Covid-19 is a new illness that can affect your lungs and airways. It’s caused by a virus called coronavirus.
Do NOT attend the practice if you have either:
a high temperature – this means you feel hot to touch on your chest or back (you do not need to measure your temperature)
a new, continuous cough – this means coughing a lot for more than an hour, or 3 or more coughing episodes in 24 hours (if you usually have a cough, it may be worse than usual)
a loss of or change in your normal sense of smell or taste
Do not go to a GP surgery, pharmacy or hospital.
We are open
We just wanted to be clear that this, unfortunately, is not business as usual. We are providing a limited service.
The current guidance is for dental practices to reduce high risk procedures requiring drilling that generate aerosols/sprays for patient and dental personal safety.
Therefore the treatments you are offered may be different to those you received before, depending on staff and equipment available. It will take some time before services return to what you previously experienced as normal. Please be patient, we are desperate to get back to a position where we are able to provide you with more routine care.
Our community has been through a lot over the last few months, and all of us are looking forward to resuming our normal habits and routines. While many things have changed, one thing has remained the same: our commitment to your safety.
Infection control has always been a top priority for our practice and you may have seen this during your visits to our surgery.
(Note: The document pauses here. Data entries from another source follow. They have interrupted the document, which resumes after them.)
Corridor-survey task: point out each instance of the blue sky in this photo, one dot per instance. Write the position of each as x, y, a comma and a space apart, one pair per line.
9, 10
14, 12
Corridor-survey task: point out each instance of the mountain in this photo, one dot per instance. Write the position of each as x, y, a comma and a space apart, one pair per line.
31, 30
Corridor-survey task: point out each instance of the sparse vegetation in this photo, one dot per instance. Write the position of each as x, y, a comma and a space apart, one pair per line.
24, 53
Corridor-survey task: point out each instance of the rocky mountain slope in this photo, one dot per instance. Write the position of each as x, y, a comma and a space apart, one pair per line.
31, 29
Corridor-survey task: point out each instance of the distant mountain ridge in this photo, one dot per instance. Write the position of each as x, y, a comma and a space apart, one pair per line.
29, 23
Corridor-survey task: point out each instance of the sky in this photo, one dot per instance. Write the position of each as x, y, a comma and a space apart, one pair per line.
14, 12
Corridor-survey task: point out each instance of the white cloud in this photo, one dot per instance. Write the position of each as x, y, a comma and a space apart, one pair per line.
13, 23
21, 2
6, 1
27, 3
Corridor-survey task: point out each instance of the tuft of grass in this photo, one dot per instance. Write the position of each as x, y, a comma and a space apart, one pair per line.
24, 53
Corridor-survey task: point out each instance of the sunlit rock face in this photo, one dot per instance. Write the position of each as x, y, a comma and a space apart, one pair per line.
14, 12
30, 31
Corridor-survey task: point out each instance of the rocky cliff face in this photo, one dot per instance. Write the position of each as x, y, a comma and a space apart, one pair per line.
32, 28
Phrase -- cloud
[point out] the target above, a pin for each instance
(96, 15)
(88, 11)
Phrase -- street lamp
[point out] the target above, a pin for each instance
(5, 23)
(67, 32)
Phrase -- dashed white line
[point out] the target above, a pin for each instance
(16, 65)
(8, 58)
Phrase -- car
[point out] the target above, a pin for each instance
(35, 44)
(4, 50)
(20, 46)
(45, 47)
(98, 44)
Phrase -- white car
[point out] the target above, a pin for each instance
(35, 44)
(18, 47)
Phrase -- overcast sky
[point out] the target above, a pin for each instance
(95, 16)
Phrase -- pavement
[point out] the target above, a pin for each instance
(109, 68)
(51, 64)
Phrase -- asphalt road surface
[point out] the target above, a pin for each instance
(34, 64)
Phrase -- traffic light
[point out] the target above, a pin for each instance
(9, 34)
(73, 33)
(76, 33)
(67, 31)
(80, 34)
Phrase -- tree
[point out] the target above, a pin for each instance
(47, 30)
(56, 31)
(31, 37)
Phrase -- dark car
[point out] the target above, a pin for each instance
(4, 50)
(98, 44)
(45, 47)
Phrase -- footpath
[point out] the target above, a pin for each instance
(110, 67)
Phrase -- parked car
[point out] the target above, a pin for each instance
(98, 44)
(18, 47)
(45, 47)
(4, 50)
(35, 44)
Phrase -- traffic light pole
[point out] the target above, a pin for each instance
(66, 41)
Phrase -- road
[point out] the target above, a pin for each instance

Our infection control processes are made so that when you receive care, it’s both safe and comfortable. We want to tell you about the infection control procedures we follow in our practice to keep patients and staff safe.
Our practice follows infection control guidelines made by the governing bodies. We are up-to-date on new guidance that has been issued. We do this to make sure that our infection control procedures are current and adhere to recommendations.
You may see some changes when it is time for your next appointment. We made these changes to help protect our patients and staff. For example:
- Our practice will communicate with you beforehand to ask some screening questions. You’ll be asked those same questions again at your appointment
- We have hand sanitiser that we will ask you to use when you enter the practice. You will also find some in the reception area and other places in the practice for you to use as needed.
- We no longer offer magazines, children’s toys and so forth, since those items are difficult to clean and disinfect
- Appointments will be managed to allow for social distancing between patients. That might mean that you’re offered fewer options for scheduling your appointment.
We will do our best to allow greater time between patients to reduce waiting times for you, as well as to reduce the number of patients in the reception area at any one time.
How you can help:
- With the exception of children and patients with carers, patients should come alone
- A distance of at least 2 metres must be observed if another patient is present in the dental practice
- Payment should be made by card where possible
- Staff will not shake your hand
- If you show symptoms following appointment booking, you should contact the practice by phone
- Please do not arrive early to the practice. If necessary, you should wait outside the practice
- Please do not arrive without an appointment
- Our front door will remain locked. when arriving for an appointment please call the surgery on 020 841 5008 and we will advise you further
- Patients should come wearing a mask if possible or be prepared to wear one.
- Bring your own pen to use to sign any forms
Emergency dental care
We are still open to take your call and offer advice, and a dentist will be available to discuss any problems that fall into the urgent or dental emergency category (see below).
In line with guidance issued by the Chief Dental Officer of England we are prioritising patients that have emergencies.
We are not able to provide all care at the moment.
What is a dental emergency?
This DOES NOT include:
- Mild or moderate pain: that is, pain not associated with an urgent care condition and that responds to pain-relief measures
- Minor dental trauma
- Post-extraction bleeding that the patient is able to control using self-help measures
- Loose or displaced crowns, bridges or veneers
- Fractured or loose-fitting dentures and other appliances
- Fractured posts
- Fractured, loose or displaced fillings
- Treatments normally associated with routine dental care
- Bleeding gums
It DOES include:
- Dental and soft-tissue infections
- Severe dental and facial pain: that is, pain that cannot be controlled by following self-help advice
- Fractured teeth or tooth with pulpal exposure (very badly broken)
- Oro-facial swelling that is significant and worsening
- Post-extraction bleeding that the patient is not able to control with local measures
This list is not exhaustive, please call for further advice.
We thank you for your understanding and patience at this time.